Wat kun je zelf doen voor het wachten op een behandeling?
Vaak moeten patiënten wachten voordat ze met een behandeling kunnen starten. Deze wachttijd kan goed gebruikt worden om fitter te worden. De verwachting is dat als je fitter de behandelingen ingaat er ook fitter uitkomt.

Samen beslissen
De behandelingen staan beschreven in richtlijnen. Maar is het volgen van de richtlijn altijd het beste voor de patiënt? Belangrijk is dat patiënt en dokter samen het gesprek aangaan. Wat levert de behandeling op en wat kost het fysiek en mentaal. Samen beslissen om zo tot een goede behandeling te komen.

Geschreven door: Wilma van der Ham

Hanny Pijnenborg

Hanny Pijnenborg

Sinds 2017 ben ik werkzaam als gynaecologisch oncoloog in het Radboudumc. Mijn opleiding tot gynaecoloog heb ik afgerond in 2004 (Maastricht UMC / Maxima Medisch Centrum, Veldhoven). Tijdens mijn opleiding tot gynaecoloog heb ik promotie onderzoek gedaan op de afdeling pathologie en in 2005 mijn proefschrift verdedigd getiteld: “The Predictive value of molecular markers for recurrent endometrial carcinoma”. Ruim 12 jaar ben ik werkzaam geweest in het TweeSteden ziekenhuis te Tilburg, aanvankelijk als algemeen gynaecoloog en later als gynaecologisch oncoloog. Tijdens mijn subspecialisatie gynaecologische oncologie (Radboudumc, Vancouver (BC) Canada), heb ik binnen het Radboudumc een endometriumcarcinoom onderzoeksgroep opgericht in 2010. Mijn onderzoek richt zich op verbeteren van de persoonsgerichte behandeling bij endometriumcarcinoom (baarmoederkanker). Daarbij proberen we beschikbare informatie vanuit de tumor en de patiënt zo goed mogelijk te gebruiken.

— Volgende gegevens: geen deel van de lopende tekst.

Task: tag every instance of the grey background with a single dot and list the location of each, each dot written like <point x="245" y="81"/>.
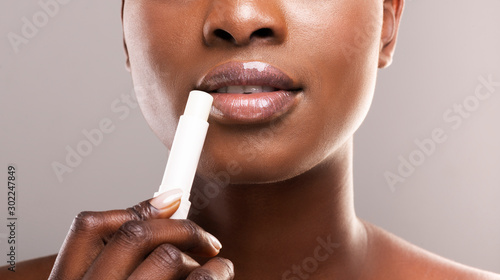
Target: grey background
<point x="66" y="78"/>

Sinds 2012 actief betrokken bij groot Europees onderzoeksconsortium (ENITEC) waarin we diverse studies en internationale samenwerkingsprojecten hebben en waarvan ik 3 jaar voorzitter ben geweest (2019-2022). In 2020 hebben we samen met dit ENITEC netwerk een ENDORISK-model gebouwd waarmee we voorafgaand aan de operatie persoonsgerichte risicoschatting kunnen maken voor de kans op uitzaaiingen in de lymfklieren. In kader van KWF project zijn we nu bezig om het ENDORISK-model te gaan gebruiken in de kliniek.

Daarnaast hebben we de PROMOTE studie gestart om hormonale therapie bij baarmoeder kanker beter in te kunnen zetten op basis van tumor kenmerken. Endometriumcarcinoom is de meest voorkomende gynaecologische kanker met stijgend aantal nieuwe patiënten per jaar. Overgewicht speelt belangrijke rol bij het ontstaan en proberen beter te begrijpen hoe vetverdeling hierbij een rol speelt. Uiteraard speelt leefstijl belangrijke rol bij het voorkomen hiervan. Dit is een van de grote speerpunten binnen het Radboudumc. Mijn persoonlijke missie is om vrouwen met endometriumcarcinoom zorg op maat te geven, dicht bij huis waar het kan en in het Radboudumc indien nodig. Daarvoor is betrokkenheid van regionale partners, maar vooral ook patiënten (OLIJF) cruciaal.